DAI GIORNALI DI OGGI – Bokertov 2 gennaio 2025

Sulla vettura usata dal terrorista di New Orleans sventolava una bandiera dell’Isis. È caccia a eventuali complici. «Le autorità indagano per terrorismo e stanno cercando di determinare se l’attacco sia stato ispirato oppure diretto dallo Stato islamico», riferisce tra gli altri il Corriere della Sera. Cittadino americano, nato a Beaumont in Texas 42 anni fa, Shamsud-Din Jabbar «aveva servito per anni nell’esercito Usa» e poi «aveva fondato un’azienda immobiliare, ma aveva difficoltà finanziarie e due divorzi alle spalle». In una intervista con Repubblica il conduttore radiofonico Sebastian Gorka, che dal 20 gennaio tornerà alla Casa Bianca come direttore per l’antiterrorismo, dice che gli Usa sono «sul fronte della guerra al terrore» e nel merito accusa l’attuale esecutivo di non aver fatto abbastanza per depotenziare l’urto del radicalismo islamico. «Le forze di Al Qaeda e Isis sono cresciute notevolmente, da quando Biden ha restituito l’Afghanistan al regime fondamentalista dei Talebani», sostiene Gorka. «Ma non possiamo ignorare altri attori, come Hamas che ha massacrato più di 1.200 uomini, donne e bambini innocenti negli attacchi del 7 ottobre».

«Le ultime dichiarazioni del papa sul conflitto in Medio Oriente, le accuse a Israele, mettono a rischio il dialogo maturato negli ultimi 60 anni», dichiara la presidente Ucei Noemi Di Segni al Foglio. «Se prima del 7 ottobre sarebbe stato normale invitarlo in sinagoga, adesso la vedo molto difficile.
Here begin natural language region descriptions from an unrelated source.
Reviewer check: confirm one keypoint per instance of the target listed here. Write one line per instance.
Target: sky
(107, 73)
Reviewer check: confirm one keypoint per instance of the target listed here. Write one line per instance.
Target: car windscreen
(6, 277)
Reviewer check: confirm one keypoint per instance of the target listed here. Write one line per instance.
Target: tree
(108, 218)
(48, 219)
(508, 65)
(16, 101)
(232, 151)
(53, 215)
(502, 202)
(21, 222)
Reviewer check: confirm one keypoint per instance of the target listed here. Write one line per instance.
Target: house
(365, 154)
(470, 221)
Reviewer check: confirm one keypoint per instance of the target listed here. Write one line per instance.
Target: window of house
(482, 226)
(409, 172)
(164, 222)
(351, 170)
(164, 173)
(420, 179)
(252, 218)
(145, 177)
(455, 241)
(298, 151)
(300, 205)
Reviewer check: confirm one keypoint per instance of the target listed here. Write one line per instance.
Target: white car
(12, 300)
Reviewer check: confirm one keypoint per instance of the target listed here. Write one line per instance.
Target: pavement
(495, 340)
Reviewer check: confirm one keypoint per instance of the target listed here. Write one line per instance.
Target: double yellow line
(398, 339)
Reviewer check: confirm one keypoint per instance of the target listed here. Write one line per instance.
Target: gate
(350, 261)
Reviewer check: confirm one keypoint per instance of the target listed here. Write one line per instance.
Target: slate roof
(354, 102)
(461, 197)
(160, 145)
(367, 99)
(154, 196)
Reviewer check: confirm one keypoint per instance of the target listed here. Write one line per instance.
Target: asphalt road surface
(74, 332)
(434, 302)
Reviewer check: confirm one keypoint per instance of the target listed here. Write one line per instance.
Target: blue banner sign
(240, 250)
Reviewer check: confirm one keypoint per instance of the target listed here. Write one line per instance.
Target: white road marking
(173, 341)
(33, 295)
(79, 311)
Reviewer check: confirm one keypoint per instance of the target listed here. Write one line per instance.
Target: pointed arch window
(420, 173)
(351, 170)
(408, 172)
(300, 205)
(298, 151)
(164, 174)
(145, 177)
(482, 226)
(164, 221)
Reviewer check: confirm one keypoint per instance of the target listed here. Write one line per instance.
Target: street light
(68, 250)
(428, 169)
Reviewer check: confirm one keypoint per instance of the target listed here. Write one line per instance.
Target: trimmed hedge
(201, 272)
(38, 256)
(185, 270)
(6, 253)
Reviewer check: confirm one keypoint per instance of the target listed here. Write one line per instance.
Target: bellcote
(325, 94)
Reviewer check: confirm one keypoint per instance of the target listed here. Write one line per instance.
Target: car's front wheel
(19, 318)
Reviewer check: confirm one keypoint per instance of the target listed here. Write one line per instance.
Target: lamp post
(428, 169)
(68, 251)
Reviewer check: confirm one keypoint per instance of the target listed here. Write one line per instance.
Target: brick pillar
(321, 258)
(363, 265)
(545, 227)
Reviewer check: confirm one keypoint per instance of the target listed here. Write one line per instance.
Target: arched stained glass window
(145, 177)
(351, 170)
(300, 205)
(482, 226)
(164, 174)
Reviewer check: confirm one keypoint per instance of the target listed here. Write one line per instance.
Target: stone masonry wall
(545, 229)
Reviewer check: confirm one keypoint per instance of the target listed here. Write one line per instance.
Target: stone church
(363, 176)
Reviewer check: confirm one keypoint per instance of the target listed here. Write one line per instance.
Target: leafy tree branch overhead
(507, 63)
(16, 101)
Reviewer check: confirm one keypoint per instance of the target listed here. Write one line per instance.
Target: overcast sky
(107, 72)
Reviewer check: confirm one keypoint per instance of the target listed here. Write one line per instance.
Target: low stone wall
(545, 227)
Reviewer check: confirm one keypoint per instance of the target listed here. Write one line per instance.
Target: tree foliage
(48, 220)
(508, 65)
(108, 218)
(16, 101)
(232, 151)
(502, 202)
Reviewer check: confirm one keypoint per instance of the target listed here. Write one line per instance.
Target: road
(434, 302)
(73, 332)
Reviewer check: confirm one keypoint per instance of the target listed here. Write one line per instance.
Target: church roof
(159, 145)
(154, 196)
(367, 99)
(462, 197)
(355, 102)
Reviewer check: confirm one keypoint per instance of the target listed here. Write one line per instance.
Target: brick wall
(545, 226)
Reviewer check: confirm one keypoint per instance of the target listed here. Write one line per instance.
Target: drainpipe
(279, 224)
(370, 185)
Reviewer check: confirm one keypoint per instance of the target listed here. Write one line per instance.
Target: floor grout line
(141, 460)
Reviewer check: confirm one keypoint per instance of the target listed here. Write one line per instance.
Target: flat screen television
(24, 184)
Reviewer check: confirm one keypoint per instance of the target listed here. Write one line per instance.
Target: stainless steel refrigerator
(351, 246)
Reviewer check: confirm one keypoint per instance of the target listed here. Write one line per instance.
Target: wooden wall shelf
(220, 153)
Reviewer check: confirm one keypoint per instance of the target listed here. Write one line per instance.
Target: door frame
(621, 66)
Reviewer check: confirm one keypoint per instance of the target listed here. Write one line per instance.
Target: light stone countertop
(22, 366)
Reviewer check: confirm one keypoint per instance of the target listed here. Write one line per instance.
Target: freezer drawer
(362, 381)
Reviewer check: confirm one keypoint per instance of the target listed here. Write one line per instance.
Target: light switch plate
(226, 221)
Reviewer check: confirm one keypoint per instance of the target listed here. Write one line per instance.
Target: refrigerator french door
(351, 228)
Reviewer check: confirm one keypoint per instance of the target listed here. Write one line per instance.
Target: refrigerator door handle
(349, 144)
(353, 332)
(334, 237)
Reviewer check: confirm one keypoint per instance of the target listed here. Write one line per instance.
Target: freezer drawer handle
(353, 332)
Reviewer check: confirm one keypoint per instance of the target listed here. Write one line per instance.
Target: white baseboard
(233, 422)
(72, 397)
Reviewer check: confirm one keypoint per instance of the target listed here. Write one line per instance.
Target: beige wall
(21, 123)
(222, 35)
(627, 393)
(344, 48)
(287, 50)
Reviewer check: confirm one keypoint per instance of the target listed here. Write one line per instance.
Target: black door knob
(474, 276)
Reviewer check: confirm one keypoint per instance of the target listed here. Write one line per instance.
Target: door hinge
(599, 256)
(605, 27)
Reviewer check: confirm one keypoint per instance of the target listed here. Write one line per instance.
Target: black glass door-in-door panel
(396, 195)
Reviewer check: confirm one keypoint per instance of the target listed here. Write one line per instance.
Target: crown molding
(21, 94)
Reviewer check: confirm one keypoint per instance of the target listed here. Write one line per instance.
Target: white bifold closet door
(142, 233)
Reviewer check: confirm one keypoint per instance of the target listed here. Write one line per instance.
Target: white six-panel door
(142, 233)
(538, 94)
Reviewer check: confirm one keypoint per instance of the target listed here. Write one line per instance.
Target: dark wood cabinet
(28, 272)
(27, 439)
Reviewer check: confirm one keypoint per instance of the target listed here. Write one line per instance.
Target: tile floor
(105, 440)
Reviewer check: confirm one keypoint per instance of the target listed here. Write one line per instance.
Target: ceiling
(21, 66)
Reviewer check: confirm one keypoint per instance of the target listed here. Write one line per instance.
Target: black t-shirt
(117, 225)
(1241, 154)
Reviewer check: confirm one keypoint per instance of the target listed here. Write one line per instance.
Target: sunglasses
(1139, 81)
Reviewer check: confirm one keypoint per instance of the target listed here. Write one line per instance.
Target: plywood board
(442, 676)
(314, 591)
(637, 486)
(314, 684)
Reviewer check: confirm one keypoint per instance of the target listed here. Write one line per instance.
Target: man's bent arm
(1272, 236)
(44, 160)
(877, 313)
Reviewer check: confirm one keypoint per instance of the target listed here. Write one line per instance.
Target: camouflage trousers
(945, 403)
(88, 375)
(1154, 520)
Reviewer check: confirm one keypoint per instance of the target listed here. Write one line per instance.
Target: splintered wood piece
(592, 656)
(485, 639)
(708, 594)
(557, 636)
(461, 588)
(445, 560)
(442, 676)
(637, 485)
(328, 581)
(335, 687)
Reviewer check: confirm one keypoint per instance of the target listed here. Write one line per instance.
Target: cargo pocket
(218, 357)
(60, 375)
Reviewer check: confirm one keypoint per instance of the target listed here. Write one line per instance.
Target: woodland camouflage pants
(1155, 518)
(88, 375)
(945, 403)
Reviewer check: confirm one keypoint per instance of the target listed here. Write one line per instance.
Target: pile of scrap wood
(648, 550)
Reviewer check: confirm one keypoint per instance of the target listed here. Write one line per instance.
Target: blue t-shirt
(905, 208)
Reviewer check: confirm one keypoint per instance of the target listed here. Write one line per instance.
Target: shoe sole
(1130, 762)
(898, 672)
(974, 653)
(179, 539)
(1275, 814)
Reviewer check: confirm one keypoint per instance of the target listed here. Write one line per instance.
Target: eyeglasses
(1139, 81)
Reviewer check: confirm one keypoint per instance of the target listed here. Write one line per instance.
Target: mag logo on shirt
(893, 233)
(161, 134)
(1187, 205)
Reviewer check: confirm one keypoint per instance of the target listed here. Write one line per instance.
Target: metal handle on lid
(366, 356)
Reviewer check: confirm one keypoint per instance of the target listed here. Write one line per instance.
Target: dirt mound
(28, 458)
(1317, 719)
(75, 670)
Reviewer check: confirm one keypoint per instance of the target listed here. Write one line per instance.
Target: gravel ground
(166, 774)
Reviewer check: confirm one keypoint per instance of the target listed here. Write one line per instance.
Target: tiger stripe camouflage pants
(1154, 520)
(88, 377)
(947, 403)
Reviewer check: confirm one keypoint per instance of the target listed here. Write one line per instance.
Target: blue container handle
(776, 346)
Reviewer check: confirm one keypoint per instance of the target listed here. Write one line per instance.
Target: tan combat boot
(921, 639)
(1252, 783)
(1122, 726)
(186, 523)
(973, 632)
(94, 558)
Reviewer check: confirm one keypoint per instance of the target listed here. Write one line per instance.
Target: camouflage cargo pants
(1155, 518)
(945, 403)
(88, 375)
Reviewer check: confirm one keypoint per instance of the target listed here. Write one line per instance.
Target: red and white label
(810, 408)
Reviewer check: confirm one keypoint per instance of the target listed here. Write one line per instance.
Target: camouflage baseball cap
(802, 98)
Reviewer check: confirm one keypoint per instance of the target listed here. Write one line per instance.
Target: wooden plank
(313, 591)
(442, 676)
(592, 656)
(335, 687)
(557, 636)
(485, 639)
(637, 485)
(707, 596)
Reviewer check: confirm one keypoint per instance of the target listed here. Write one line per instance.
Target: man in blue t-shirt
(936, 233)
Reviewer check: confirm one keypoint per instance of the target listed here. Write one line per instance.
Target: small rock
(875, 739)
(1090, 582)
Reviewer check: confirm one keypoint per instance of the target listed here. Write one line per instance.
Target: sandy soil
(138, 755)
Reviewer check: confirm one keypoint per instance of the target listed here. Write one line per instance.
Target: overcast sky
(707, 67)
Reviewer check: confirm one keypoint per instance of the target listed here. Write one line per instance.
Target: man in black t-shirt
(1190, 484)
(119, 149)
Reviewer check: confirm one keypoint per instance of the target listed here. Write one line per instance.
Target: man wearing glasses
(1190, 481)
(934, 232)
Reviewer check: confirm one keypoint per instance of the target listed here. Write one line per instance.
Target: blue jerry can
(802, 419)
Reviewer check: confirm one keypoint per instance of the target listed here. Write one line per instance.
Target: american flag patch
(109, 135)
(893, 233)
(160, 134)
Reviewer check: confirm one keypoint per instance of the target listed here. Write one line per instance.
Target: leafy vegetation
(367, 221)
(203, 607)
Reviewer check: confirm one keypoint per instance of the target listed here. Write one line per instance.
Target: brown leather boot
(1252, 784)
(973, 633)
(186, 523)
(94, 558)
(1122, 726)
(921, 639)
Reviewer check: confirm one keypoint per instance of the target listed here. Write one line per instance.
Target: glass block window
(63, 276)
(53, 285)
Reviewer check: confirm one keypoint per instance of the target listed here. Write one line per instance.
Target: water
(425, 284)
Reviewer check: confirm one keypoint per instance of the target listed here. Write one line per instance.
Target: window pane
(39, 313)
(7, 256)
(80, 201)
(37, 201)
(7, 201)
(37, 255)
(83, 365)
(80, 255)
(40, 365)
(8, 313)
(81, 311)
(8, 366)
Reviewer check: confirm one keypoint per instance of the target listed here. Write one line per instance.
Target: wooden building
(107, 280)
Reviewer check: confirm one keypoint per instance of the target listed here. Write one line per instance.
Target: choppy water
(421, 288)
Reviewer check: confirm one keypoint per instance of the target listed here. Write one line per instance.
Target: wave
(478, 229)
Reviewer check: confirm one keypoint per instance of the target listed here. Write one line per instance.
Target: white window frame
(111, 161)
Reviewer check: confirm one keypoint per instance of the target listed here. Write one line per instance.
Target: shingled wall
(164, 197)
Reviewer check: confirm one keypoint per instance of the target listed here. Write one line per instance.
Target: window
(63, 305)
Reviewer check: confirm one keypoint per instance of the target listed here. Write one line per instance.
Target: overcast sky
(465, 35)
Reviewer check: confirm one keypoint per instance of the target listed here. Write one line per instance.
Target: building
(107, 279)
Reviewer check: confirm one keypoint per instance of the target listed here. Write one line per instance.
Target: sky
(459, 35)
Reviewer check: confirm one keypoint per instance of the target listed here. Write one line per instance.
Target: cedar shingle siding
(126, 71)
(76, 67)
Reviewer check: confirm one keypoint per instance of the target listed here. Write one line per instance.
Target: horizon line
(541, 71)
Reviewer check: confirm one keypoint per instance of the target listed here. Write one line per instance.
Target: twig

Non è più una scelta scontata e ovvia». È ovvio che a Gaza c’è un popolo che soffre, prosegue Di Segni, «ma soffre non solo perché c’è una guerra: quel popolo è vittima in primo luogo del terrorismo di Hamas». La presidente Ucei rivolge un pensiero di «vicinanza e solidarietà» a Cecilia Sala, prigioniera da due settimane nel carcere di Evin a Teheran, unendosi alle richieste per la sua liberazione.

“L’Iran si prenda tutti i suoi tifosi”, titola il Giornale sulla vicenda della giornalista sequestrata dal regime degli ayatollah. «Se uno Stato sovrano con quasi novanta milioni di cittadini arriva a sequestrare una giovane giornalista occidentale per ottenere ciò che non riesce a ottenere alla luce del sole né con la diplomazia né con la politica, significa che quello Stato è davvero alla frutta, anche se non gli mancano misteriose complicità», accusa in un editoriale il suo direttore Alessandro Sallusti. «Per esempio, poco più di un anno fa un delegato iraniano ha assunto la presidenza del forum sociale del Consiglio per i diritti umani delle Nazioni Unite, e non sto raccontando una barzelletta».

È un caso il fermo del calciatore Stephane Omeonga, ex Genoa, in forza alla squadra israeliana del Bnei Sakhnin. Lo sportivo belga è stato fermato sul volo El Al Bruxelles-Tel Aviv, durante lo scalo all’aeroporto di Fiumicino. La Polaria, intervenuta su richiesta del capo scalo e del comandante del volo, ha spiegato che «il nome del calciatore sarebbe sulla “black list” dello Stato d’Israele, per motivi non specificati» (Corriere della Sera). Il 28enne è stato denunciato per resistenza e lesioni a pubblico ufficiale. Dal suo canto Omeonga ha sostenuto di essere stato vittima di maltrattamenti.

Daniele De Paz, il presidente della Comunità ebraica di Bologna, spiega al Resto del Carlino perché la Comunità non ha partecipato alla “marcia per la pace” svoltasi ieri nelle strade del capoluogo: «Dal nostro punto di vista non c’erano i presupposti per prendere parte a questa iniziativa. Questo non significa che non siamo per la pace, anzi, proprio perché lo siamo riteniamo che quando si va in piazza non ci debbano essere né contraddizioni né situazioni che, di fatto, dividono anziché unire». De Paz esplicita così questo suo riferimento: «Di fronte al luogo in cui ci saremmo dovuti ritrovare, l’amministrazione comunale ha deciso di esporre la bandiera dello stato palestinese ed è l’unica città italiana ad averlo fatto».